A US federal judge on Thursday blocked the extradition of former Panamanian dictator Manuel Noriega to France, saying that he had not exhausted his possible appeals.
Noriega, 73, in September completed a 17-year US prison term on drug charges but has remained in US custody while appealing his extradition to France where he faces money laundering charges.
Judge Paul Huck in Miami said that the Panamanian former strongman was entitled to have his appeals heard by a court in the state of Georgia, and possibly even before the US Supreme Court.
"It appears that these are legal issues on which no other federal court has ruled, directly or indirectly," Huck said, ordering that the extradition procedures remain suspended.
delay
The ruling was likely to delay Noriega's extradition -- if it happens at all -- by months or even years, court observers said, with two further levels of appeal remaining.
"There are two appellate courts in US, and the judge granted Noriega's right to go until the whole process of appealing is finished at the US Supreme Court," Noriega's lawyer Jon May said.
Earlier this month the federal judge rejected a petition by Noriega to prevent his extradition on grounds that in France he would be denied the benefits he has in the US as a prisoner of war.
A French court sentenced Noriega to 10 years in prison in 1999 after his conviction in absentia on various charges, but authorities say he would be given a new trial on allegations that he deposited US$3.15 million in cocaine trafficking profits in French bank accounts in the 1980s.
surrender
The former army general held sway in Panama from 1984 until he surrendered on Jan. 3, 1990, to US troops who had invaded the country three weeks earlier.

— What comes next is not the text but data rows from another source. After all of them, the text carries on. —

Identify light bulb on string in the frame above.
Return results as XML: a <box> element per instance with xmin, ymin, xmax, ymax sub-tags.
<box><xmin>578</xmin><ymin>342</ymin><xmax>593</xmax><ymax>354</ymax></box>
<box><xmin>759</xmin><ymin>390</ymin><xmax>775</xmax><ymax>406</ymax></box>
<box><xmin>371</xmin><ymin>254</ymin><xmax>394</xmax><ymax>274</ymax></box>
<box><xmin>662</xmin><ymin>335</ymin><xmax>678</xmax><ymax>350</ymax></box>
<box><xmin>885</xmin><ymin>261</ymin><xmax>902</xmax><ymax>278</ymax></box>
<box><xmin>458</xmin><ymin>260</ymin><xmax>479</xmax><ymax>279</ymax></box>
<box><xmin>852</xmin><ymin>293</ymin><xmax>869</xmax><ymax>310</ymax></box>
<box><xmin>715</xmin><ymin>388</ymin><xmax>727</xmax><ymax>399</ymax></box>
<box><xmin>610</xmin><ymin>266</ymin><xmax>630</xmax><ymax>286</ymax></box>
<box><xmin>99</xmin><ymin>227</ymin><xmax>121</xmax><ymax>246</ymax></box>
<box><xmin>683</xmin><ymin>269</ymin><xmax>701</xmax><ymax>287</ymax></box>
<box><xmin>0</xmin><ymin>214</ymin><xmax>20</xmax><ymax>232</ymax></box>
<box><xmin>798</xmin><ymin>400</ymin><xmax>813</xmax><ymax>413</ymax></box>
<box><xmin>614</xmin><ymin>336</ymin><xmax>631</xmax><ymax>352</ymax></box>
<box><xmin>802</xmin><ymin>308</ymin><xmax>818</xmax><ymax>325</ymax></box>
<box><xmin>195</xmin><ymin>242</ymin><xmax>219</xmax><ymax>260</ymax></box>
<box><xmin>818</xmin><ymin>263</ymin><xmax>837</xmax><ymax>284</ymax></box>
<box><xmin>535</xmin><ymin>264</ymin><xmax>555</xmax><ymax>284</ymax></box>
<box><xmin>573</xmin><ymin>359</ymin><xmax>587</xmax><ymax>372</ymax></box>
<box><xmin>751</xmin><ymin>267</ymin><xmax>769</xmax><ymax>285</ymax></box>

A US Cold War ally and one-time CIA informant whose involvement with drug trafficking eventually became an embarrassment for Washington, Noriega was then flown on a military plane to Miami, where he was tried on charges of drug trafficking, money laundering and racketeering.
Noriega's lawyers have sought to have him not extradited but returned to Panama, arguing that he should be repatriated under the international Geneva Conventions on the treatment of prisoners of war.
The Panamanian government has also said that it will seek Noriega's extradition to his home country, where he faces prosecution over the disappearances and murders of opposition members, but it has not yet launched such a procedure.